School district millage to increase

Daily Times Leader

The Board of Selectmen voted unanimously Tuesday during their meeting to increase the millage rate for the West Point Consolidated School District.

Ward 4 Selectman Keith McBrayer was absent from the meeting.

This increase will be the second consecutive millage increase for the school district, and of the three, the increase for the fiscal year 2019-2020 is the largest of the two.

Between fiscal years 2017 and 2018, the millage for the school district's operation budget was increased from 52.75 to 53, while the rate for the school's debt services was reduced from 2.6 to 2.5.

This year, the millage rate for debt services remains the same while the operations' rate will jump from 53 to 54 mils.

Combining operations and debt services, the school district's millage rate will move from 55.5 to 56.5 mils.

Selectmen also voted for the city's millage rate to remain the same at 29.4 mils during Tuesday's meeting.

The 54 mils approved by Selectmen is needed to cover the $7.6 million operations request from the West Point Consolidated School District, while the additional 2.5 mils in the school district's millage rate will cover the $313,400 needed for debt services.

West Point schools have been steadily growing in value with the millage increases, moving from a net assessed value of $132.7 million in fiscal year 2017-2018 to a projected value of $139.5 million for the upcoming fiscal year.

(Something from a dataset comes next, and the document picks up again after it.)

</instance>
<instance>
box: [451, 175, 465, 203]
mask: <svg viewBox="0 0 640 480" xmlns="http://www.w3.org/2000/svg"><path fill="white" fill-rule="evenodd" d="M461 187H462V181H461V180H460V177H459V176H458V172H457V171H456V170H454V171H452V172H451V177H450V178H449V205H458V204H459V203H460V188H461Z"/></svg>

Meanwhile, without a millage increase, the city of West Point has also appreciated in value, from $77.8 million in fiscal year 2017-2018 to an estimated value of $83.4 million in 2020.

In tax revenues, the city's 29.4 millage rate will generate roughly $2.4 million in the upcoming fiscal year.

Selectman William Binder said the meeting was a good, noting it was "short and sweet."

"Everything went well," Binder said of the millage increase.

Ward 5 Selectman Jasper Pittman, who voted against the school district millage increase last year, said this year's plan for the added revenue was more appropriate, noting that much of last year's millage increase was planned for salary increases.

"The only time I have a problem with millage is when it goes toward salary," Pittman said.

While Pittman said he was certainly in favor of raising teachers' and administrators' salaries, he said raising taxes was not the way to do it.

Going forward, Pittman said if future millage increases were geared toward salaries again, he would fight them.

Mayor Robbie Robinson said he was glad the matter was settled and was prepared to move forward with other plans.

While he acknowledged he could not speak for the school district, he said he was confident the millage rate would remain the same next year, noting the operations rate was only one mil away from the legal limit of 55.

Beyond that, Robinson said he was glad the budget did not demand taxes go up any higher.